Business Context
You’re working with HelixNova Therapeutics, a biotech company running high-throughput perturbation experiments to prioritize drug targets. They measure gene expression signatures from human cell lines after exposure to experimental compounds. The downstream users are computational biologists and translational scientists who must justify mechanistic hypotheses to internal review boards and, eventually, regulators. A black-box model that is slightly more accurate but cannot be explained is often less valuable than a transparent model that yields a plausible biological relationship.
The team wants to predict a continuous phenotype: cell viability at 72 hours after treatment (normalized 0–1). Your task is to propose and prototype two approaches:
- Symbolic regression to discover an explicit mathematical expression (e.g., sparse combinations of genes and nonlinear transforms).
- A standard neural network regressor as a performance-oriented baseline.

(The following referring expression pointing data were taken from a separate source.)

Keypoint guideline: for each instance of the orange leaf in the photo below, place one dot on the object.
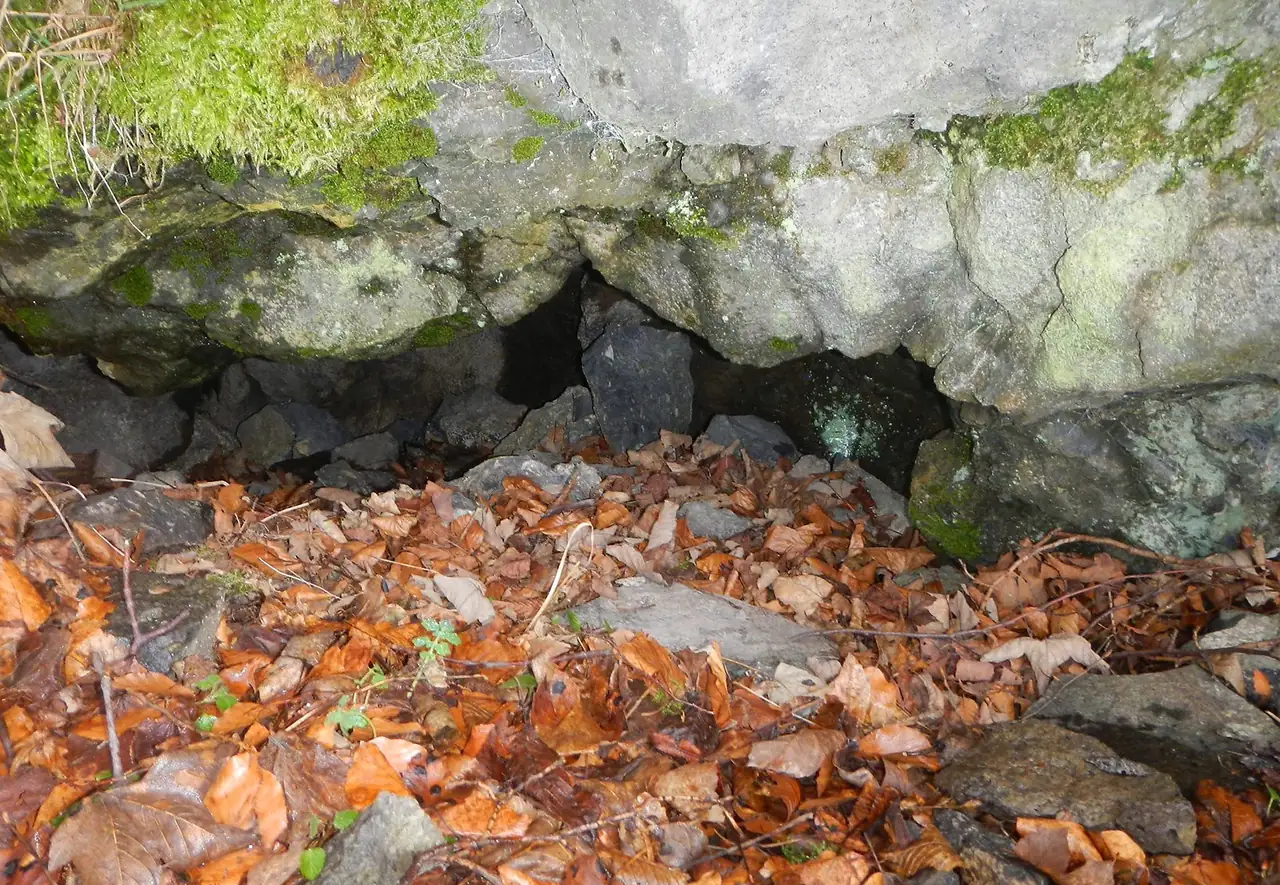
(894, 739)
(369, 775)
(19, 601)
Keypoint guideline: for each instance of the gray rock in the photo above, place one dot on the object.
(382, 844)
(479, 419)
(762, 439)
(572, 411)
(640, 383)
(1184, 721)
(339, 474)
(709, 521)
(158, 601)
(128, 433)
(682, 617)
(167, 523)
(373, 452)
(484, 480)
(289, 429)
(1033, 769)
(988, 857)
(1178, 473)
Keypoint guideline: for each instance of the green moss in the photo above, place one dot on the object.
(1124, 115)
(251, 310)
(223, 170)
(135, 286)
(443, 331)
(199, 310)
(526, 149)
(513, 97)
(891, 160)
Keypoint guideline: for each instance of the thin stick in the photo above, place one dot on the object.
(113, 739)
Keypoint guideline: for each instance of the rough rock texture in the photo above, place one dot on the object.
(1179, 473)
(382, 844)
(1072, 774)
(158, 601)
(640, 383)
(167, 523)
(682, 617)
(988, 857)
(1184, 721)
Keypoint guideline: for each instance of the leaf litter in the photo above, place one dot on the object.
(393, 644)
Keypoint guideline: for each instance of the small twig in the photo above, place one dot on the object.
(113, 739)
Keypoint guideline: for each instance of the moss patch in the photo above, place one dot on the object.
(526, 149)
(135, 286)
(1123, 117)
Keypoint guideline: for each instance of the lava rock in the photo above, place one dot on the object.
(679, 616)
(572, 411)
(709, 521)
(382, 844)
(478, 419)
(763, 441)
(988, 857)
(373, 452)
(1034, 769)
(158, 600)
(167, 523)
(484, 480)
(640, 383)
(1184, 722)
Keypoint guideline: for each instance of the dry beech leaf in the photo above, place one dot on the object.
(127, 836)
(1047, 655)
(796, 755)
(28, 433)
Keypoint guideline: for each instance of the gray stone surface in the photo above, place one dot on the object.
(382, 844)
(709, 521)
(721, 83)
(640, 383)
(373, 452)
(682, 617)
(158, 601)
(478, 419)
(763, 441)
(167, 523)
(484, 480)
(1184, 722)
(988, 856)
(1179, 473)
(1033, 769)
(572, 411)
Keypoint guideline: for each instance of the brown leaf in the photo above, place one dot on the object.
(128, 835)
(798, 755)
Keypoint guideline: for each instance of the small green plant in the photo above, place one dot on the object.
(311, 863)
(526, 149)
(347, 716)
(216, 693)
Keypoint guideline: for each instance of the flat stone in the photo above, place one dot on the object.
(382, 844)
(1034, 769)
(479, 419)
(1184, 722)
(763, 441)
(167, 523)
(679, 616)
(640, 383)
(484, 480)
(709, 521)
(988, 857)
(160, 598)
(375, 451)
(572, 411)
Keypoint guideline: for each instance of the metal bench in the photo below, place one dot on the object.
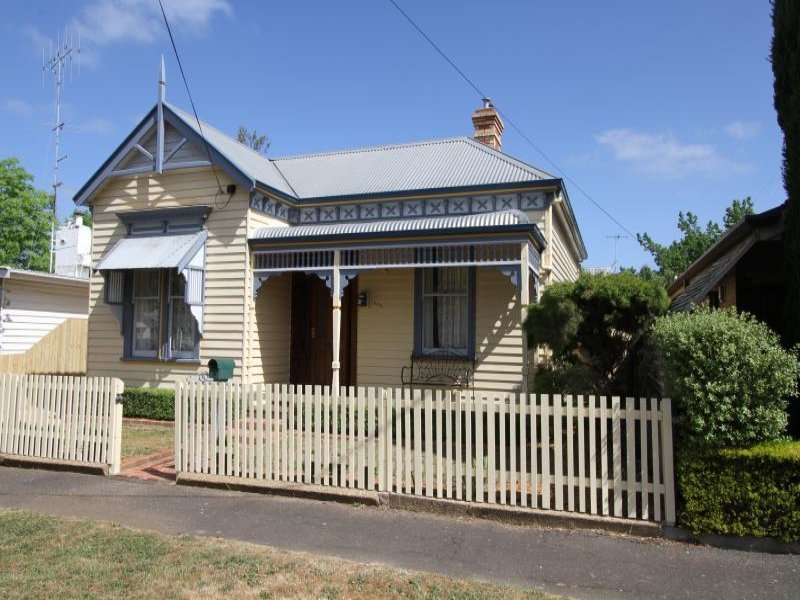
(441, 368)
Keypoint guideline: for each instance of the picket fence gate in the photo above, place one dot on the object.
(587, 454)
(62, 418)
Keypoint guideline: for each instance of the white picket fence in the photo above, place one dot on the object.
(63, 418)
(587, 454)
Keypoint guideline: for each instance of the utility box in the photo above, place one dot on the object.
(221, 369)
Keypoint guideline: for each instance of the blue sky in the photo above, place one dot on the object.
(652, 108)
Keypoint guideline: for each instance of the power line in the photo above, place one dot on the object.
(191, 101)
(509, 120)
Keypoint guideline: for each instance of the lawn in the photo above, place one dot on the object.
(143, 440)
(44, 557)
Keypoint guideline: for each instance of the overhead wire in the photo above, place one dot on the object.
(508, 119)
(194, 109)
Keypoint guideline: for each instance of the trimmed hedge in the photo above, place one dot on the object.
(747, 492)
(149, 403)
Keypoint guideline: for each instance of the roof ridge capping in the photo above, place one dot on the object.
(362, 149)
(538, 173)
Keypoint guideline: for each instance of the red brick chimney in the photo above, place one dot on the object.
(488, 125)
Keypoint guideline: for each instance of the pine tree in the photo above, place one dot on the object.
(785, 58)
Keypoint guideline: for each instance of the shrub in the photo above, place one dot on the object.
(729, 375)
(149, 403)
(592, 326)
(753, 492)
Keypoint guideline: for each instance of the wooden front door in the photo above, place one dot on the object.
(312, 332)
(312, 340)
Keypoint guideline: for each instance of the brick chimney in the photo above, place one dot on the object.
(488, 125)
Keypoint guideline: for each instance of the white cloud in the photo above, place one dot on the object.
(19, 108)
(111, 21)
(742, 130)
(662, 155)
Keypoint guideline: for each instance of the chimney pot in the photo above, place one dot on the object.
(488, 124)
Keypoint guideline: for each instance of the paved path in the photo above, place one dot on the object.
(575, 564)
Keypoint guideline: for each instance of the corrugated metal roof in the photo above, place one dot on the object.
(495, 219)
(697, 290)
(435, 164)
(447, 163)
(253, 164)
(152, 251)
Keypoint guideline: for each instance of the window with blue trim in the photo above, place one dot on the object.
(159, 324)
(444, 311)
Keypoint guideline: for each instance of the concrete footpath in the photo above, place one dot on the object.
(568, 563)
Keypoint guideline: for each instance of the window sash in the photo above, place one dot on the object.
(182, 332)
(160, 322)
(444, 310)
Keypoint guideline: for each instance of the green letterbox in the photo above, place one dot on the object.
(221, 369)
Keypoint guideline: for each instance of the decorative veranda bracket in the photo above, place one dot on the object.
(326, 275)
(513, 273)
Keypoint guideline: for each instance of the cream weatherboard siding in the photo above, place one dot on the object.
(385, 327)
(271, 336)
(267, 338)
(498, 334)
(226, 291)
(33, 308)
(564, 264)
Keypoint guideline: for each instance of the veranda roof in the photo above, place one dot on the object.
(507, 221)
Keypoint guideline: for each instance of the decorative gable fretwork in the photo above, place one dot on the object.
(400, 209)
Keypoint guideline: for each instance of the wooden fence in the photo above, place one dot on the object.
(60, 352)
(588, 454)
(62, 418)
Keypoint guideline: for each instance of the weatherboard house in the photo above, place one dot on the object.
(394, 265)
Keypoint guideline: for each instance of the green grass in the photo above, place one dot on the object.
(143, 440)
(48, 557)
(783, 449)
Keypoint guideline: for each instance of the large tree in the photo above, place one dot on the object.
(259, 143)
(672, 260)
(592, 328)
(786, 69)
(26, 219)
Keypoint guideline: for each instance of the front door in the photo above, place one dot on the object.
(312, 326)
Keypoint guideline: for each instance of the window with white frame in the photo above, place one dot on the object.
(444, 311)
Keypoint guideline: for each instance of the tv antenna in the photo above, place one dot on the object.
(56, 61)
(616, 239)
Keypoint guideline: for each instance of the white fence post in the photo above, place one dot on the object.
(116, 426)
(669, 477)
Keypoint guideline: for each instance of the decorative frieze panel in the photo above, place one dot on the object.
(400, 209)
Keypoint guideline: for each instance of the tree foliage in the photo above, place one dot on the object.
(785, 58)
(729, 375)
(26, 219)
(674, 259)
(84, 215)
(259, 143)
(591, 327)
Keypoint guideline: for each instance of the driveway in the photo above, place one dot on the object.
(570, 563)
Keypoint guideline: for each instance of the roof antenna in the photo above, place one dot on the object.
(60, 57)
(162, 91)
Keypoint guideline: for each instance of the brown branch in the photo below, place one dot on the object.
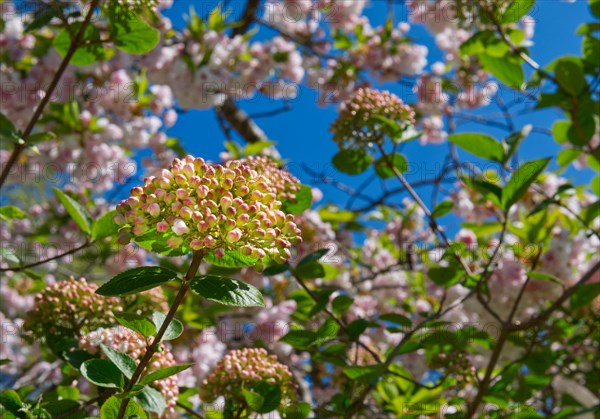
(153, 348)
(241, 122)
(75, 43)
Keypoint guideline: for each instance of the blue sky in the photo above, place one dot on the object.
(302, 134)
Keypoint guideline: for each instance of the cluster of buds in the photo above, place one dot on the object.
(362, 119)
(195, 206)
(246, 368)
(69, 308)
(147, 302)
(129, 342)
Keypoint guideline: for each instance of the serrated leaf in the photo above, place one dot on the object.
(396, 318)
(481, 145)
(254, 400)
(504, 69)
(86, 54)
(103, 373)
(136, 280)
(9, 212)
(516, 10)
(443, 276)
(520, 181)
(341, 304)
(105, 226)
(302, 202)
(174, 330)
(137, 323)
(585, 295)
(76, 211)
(124, 362)
(299, 339)
(110, 409)
(227, 291)
(164, 373)
(382, 165)
(151, 400)
(352, 161)
(442, 209)
(134, 36)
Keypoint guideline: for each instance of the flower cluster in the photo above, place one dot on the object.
(363, 118)
(126, 341)
(220, 208)
(70, 308)
(245, 368)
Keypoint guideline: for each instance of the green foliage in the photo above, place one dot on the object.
(174, 330)
(227, 291)
(352, 161)
(76, 211)
(136, 280)
(103, 373)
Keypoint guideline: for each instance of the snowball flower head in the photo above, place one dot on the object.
(70, 308)
(363, 118)
(245, 369)
(217, 209)
(133, 344)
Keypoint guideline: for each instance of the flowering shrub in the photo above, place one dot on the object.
(460, 277)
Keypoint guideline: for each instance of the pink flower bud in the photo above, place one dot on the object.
(162, 227)
(154, 210)
(179, 227)
(234, 235)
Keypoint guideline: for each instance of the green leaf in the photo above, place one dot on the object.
(584, 295)
(276, 269)
(481, 145)
(227, 291)
(105, 226)
(570, 76)
(124, 362)
(76, 211)
(444, 277)
(232, 259)
(520, 181)
(298, 410)
(86, 54)
(11, 401)
(40, 137)
(10, 212)
(442, 209)
(357, 328)
(516, 10)
(302, 202)
(504, 69)
(383, 169)
(595, 7)
(352, 161)
(136, 280)
(137, 323)
(341, 304)
(271, 394)
(254, 400)
(309, 267)
(103, 373)
(364, 374)
(164, 373)
(134, 36)
(299, 339)
(110, 409)
(396, 318)
(542, 276)
(151, 400)
(6, 124)
(174, 330)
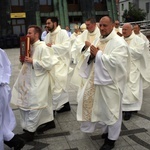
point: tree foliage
(134, 14)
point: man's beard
(51, 29)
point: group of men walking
(111, 73)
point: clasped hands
(93, 49)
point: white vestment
(139, 74)
(61, 46)
(7, 118)
(99, 102)
(118, 30)
(141, 35)
(32, 91)
(77, 48)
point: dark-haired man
(136, 29)
(139, 73)
(7, 117)
(32, 89)
(99, 102)
(59, 41)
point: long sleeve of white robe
(32, 87)
(62, 51)
(7, 118)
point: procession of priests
(111, 71)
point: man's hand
(28, 59)
(93, 51)
(87, 44)
(49, 44)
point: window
(45, 2)
(17, 2)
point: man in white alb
(139, 73)
(106, 69)
(32, 91)
(7, 117)
(59, 41)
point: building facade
(142, 4)
(17, 15)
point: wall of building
(124, 5)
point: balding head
(127, 30)
(106, 26)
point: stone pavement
(135, 134)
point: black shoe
(45, 127)
(127, 115)
(104, 135)
(65, 108)
(15, 142)
(108, 144)
(27, 136)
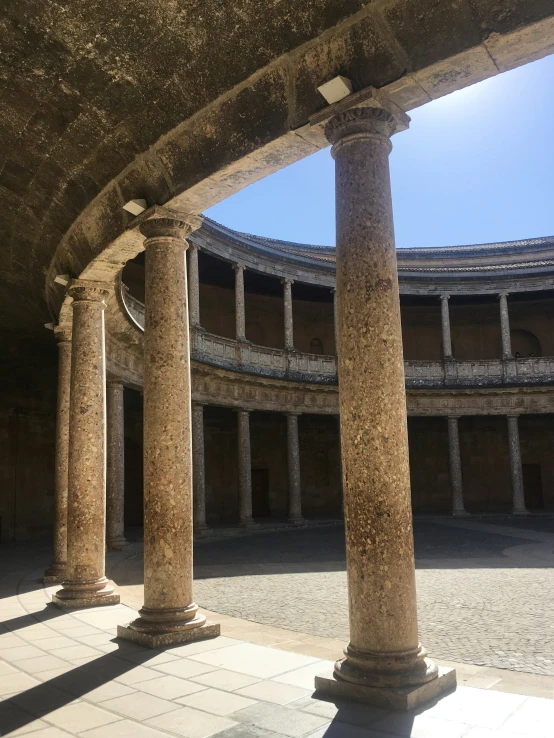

You must compare them in a way that a mixed audience (ML + biology) will accept.
Dataset
The dataset comes from a pooled set of experiments across multiple assay batches and cell lines.
| Component | Details |
|---|
| Rows | 240,000 treatment samples (compound × dose × cell line × replicate) |
| Features (X) | 1,024 numeric gene-expression features (log2 fold-change vs control), plus 12 metadata features |
| Metadata examples | cell_line_id (categorical), dose_uM (numeric), assay_batch (categorical), timepoint_hr (mostly 72) |
| Target (y) | viability_72h (float in [0, 1]) |
| Data quirks | Strong batch effects; correlated genes; heavy-tailed noise; occasional outliers from failed wells |
| Missingness | ~3% missing gene values (low-expression genes dropped in some runs); ~8% missing metadata for legacy batches |
Split requirement (avoid leakage)
- You must evaluate generalization to new compounds. Use a grouped split by compound_id for test, and ideally a nested CV or grouped CV for tuning.
Success Criteria
- Predictive performance: achieve RMSE ≤ 0.12 on a held-out set of unseen compounds (baseline RMSE is ~0.18 using mean viability per cell line).
- Interpretability:
- Symbolic model must be expressible as a compact equation using ≤ 20 terms and ≤ 30 unique genes.
- Provide a ranked list of genes/terms with directionality and biological plausibility.
- Stability: equation should be reasonably stable across folds (no wildly different formulas each run).
- Operational: inference must run in batch to score 10 million candidate (compound, dose, cell line) combinations weekly; per-row latency is not strict, but throughput matters.
Constraints
- Interpretability is a hard requirement for the primary model used in decision-making.
- You cannot use pathway databases at training time (assume licensing constraints), but you can do generic feature engineering.
- Compute budget: single machine with 16 vCPU / 1 GPU (optional), 64 GB RAM; training must finish within 2 hours.
Deliverables
- Explain, in production terms, the advantages and disadvantages of symbolic regression vs a neural network for this biological setting (interpretability, extrapolation, robustness, maintenance).
- Propose an evaluation plan with grouped CV by compound and metrics beyond RMSE (e.g., calibration by dose bins, error by cell line).
- Implement both models (a practical symbolic regression baseline and a neural network) and compare results.
- Show how you would constrain symbolic regression complexity (operators allowed, term limits, regularization) and how you would prevent overfitting.
- Recommend which model to ship as the “decision model,” and whether the other should be used as a challenger or for residual analysis.